In tough times, shoppers stick to basics
As times are changing economically, cash-conscious shoppers are taking unique approaches to saving money in different grocery store departments. In a recent study from Unilever USA, based in Englewood Cliffs, N.J., 40 percent of U.S. primary shoppers said they feel "worse off" than a year ago. According to the survey, the top five categories in which shoppers will stop buying when they feel their budget tightening are air fresheners, cookies, beer and wine, frozen dinners and soda/pop. Despite their increasingly pennywise tendencies, the top categories shoppers said they wouldn't abandon included deodorant, canned vegetables, fresh meat and seafood, hair care and body wash, laundry detergent and household cleaners, pet food and toilet paper.
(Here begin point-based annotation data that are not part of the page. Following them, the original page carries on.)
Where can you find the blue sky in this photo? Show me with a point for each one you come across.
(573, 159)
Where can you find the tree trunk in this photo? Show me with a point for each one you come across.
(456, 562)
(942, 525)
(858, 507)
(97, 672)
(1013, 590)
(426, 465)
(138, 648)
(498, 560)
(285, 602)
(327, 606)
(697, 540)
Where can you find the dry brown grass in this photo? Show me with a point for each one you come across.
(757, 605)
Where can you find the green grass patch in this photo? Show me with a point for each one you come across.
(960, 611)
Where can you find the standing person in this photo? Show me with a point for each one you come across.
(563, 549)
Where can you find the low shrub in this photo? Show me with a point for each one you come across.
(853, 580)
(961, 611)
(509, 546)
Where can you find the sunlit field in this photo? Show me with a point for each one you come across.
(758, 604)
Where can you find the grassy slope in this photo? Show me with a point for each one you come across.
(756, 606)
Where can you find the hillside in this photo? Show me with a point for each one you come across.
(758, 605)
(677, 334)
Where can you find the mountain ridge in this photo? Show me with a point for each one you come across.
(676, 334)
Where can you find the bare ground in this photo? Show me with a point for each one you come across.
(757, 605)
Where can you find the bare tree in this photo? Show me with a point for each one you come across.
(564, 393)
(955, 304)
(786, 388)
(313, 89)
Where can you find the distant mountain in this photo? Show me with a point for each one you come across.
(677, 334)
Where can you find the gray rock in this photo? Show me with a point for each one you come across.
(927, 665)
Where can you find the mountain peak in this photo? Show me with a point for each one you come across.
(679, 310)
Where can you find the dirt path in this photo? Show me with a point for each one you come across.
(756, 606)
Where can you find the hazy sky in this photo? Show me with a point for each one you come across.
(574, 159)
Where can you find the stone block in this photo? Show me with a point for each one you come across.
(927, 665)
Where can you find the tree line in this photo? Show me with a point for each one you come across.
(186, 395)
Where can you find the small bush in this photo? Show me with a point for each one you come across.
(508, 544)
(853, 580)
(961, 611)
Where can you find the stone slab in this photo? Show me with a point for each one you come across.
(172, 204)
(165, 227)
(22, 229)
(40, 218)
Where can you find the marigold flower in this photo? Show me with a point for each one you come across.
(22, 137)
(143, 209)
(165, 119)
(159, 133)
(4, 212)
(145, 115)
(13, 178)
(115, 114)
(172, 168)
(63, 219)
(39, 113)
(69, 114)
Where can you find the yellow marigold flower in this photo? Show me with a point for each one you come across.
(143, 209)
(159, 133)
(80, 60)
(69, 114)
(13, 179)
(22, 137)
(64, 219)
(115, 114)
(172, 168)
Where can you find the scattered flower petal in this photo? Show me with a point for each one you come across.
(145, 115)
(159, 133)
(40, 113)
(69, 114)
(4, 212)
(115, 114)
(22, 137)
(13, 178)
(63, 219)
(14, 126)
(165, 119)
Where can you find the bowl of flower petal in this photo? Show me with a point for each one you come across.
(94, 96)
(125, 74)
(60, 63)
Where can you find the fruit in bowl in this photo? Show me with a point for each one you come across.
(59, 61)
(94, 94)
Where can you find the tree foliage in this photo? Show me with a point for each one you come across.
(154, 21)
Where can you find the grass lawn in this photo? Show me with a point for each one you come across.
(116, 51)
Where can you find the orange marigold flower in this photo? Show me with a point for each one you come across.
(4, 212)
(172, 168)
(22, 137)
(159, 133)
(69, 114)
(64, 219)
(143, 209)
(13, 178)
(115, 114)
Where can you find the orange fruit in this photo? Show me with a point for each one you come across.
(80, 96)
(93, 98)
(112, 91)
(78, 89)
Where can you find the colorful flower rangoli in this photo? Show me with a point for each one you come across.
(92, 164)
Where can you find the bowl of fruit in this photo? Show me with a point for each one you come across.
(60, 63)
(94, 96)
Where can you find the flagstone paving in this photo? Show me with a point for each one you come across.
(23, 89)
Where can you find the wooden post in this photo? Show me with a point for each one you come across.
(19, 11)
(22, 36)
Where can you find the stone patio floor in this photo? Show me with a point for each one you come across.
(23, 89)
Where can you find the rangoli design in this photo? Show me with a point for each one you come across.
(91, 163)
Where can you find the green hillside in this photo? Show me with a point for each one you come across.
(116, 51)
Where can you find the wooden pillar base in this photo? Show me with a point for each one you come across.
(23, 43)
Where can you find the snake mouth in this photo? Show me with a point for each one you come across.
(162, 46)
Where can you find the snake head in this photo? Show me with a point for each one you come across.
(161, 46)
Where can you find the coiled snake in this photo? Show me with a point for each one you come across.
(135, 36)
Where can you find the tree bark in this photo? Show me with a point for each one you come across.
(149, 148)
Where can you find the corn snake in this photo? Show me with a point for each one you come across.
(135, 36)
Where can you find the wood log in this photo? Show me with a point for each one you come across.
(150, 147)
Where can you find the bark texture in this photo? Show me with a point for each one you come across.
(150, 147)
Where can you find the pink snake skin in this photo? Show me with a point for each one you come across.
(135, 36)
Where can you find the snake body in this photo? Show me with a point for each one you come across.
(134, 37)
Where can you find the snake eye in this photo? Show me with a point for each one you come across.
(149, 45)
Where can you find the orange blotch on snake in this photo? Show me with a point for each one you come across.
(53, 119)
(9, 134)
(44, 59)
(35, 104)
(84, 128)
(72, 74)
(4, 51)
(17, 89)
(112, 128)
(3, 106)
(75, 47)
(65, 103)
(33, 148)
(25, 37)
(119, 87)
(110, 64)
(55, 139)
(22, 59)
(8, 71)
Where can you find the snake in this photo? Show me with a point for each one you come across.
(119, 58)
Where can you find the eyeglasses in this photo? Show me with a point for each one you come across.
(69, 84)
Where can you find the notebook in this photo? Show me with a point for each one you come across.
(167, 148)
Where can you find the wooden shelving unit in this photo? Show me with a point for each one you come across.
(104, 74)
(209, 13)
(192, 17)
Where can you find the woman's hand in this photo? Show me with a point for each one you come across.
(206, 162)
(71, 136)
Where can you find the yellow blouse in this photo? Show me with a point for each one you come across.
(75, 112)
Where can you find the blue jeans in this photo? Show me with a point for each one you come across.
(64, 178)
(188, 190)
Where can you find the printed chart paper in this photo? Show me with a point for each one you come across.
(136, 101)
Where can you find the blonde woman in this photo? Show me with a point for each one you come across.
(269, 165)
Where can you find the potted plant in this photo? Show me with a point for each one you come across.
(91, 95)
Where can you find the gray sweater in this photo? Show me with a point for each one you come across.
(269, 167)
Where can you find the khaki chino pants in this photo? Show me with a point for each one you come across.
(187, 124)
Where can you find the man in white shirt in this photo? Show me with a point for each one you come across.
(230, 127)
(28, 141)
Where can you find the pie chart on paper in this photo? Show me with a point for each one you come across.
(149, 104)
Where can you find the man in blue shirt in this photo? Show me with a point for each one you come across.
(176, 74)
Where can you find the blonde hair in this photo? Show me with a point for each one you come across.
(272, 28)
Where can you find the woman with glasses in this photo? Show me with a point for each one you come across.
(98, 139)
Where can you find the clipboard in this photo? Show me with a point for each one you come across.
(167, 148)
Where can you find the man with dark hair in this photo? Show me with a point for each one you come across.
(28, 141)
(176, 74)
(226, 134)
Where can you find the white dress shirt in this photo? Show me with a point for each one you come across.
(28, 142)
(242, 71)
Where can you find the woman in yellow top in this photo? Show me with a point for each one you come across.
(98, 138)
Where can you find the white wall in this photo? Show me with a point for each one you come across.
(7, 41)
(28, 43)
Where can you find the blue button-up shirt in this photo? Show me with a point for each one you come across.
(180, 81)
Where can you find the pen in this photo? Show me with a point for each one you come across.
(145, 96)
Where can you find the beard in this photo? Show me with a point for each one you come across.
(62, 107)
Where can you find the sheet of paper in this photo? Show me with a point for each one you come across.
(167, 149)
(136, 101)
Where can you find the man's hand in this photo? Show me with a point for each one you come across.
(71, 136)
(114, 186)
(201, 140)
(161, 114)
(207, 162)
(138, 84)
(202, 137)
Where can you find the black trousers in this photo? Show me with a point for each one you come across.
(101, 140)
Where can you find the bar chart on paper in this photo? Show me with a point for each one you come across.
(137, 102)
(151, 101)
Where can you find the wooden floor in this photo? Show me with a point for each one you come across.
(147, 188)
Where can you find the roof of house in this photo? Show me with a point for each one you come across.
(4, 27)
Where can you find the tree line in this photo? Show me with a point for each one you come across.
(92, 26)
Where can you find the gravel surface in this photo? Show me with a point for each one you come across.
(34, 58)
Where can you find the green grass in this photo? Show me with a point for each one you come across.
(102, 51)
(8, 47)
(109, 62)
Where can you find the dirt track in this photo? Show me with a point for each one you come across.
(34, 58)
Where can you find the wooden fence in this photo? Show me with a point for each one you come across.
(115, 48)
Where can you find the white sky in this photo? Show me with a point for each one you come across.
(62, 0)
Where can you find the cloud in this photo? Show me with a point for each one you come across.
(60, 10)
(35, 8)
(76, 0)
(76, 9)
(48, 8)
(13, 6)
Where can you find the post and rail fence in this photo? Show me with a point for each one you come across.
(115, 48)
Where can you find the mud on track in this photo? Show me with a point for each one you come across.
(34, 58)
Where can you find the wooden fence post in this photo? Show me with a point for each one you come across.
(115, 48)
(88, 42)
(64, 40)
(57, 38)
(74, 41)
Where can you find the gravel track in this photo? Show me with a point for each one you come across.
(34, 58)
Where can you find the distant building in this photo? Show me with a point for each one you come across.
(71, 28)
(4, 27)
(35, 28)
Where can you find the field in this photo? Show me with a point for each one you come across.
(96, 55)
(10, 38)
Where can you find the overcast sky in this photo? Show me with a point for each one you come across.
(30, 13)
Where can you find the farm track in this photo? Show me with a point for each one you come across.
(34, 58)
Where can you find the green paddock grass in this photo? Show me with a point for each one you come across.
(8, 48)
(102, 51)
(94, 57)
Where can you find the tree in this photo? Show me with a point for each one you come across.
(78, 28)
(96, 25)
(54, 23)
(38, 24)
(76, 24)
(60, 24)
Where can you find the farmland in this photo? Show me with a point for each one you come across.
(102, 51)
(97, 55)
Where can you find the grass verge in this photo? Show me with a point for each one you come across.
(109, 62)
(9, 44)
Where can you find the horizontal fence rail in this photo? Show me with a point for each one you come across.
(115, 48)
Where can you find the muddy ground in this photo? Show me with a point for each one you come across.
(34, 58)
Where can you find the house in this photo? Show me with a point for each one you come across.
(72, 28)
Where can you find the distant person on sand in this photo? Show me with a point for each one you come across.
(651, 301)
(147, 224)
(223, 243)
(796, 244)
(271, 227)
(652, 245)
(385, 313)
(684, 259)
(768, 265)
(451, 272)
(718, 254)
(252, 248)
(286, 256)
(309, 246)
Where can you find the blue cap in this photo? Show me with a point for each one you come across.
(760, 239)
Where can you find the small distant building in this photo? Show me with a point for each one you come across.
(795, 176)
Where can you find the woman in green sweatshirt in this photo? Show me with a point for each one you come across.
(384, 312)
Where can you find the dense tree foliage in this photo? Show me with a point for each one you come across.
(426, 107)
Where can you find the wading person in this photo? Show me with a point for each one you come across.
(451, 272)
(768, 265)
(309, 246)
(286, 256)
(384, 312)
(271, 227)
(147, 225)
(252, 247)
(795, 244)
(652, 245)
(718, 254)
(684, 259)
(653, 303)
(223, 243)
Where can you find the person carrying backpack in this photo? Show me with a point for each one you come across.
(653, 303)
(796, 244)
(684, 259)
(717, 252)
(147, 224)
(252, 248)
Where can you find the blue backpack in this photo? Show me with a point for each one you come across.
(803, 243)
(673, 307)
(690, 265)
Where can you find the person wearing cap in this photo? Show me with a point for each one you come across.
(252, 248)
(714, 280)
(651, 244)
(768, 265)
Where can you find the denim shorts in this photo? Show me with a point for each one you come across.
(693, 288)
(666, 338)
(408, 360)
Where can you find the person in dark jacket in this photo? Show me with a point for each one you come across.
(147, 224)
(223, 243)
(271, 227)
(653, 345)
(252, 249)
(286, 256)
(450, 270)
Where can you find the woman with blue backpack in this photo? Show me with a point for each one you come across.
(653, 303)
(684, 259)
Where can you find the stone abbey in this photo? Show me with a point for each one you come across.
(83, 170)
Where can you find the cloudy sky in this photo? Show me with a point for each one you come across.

It looks like the basics are here to stay.
Prime time to go solar
Solar panels are popping up on retailer rooftops from Walmart to Whole Foods Market as a Dec. 31 deadline approaches for eco-energy tax advantages. The energy credit, which rewards businesses producing electricity from solar energy, fuel cells or microturbines, was extended through 2008 from the Tax Relief and Health Care Act of 2006. Many Walmart, Safeway and Whole Foods stores have installed rooftop solar panels in the last few months, reported The New York Times in August, though most of the solar-equipped stores are in states that also provide generous incentives, such as California, New Jersey and Connecticut.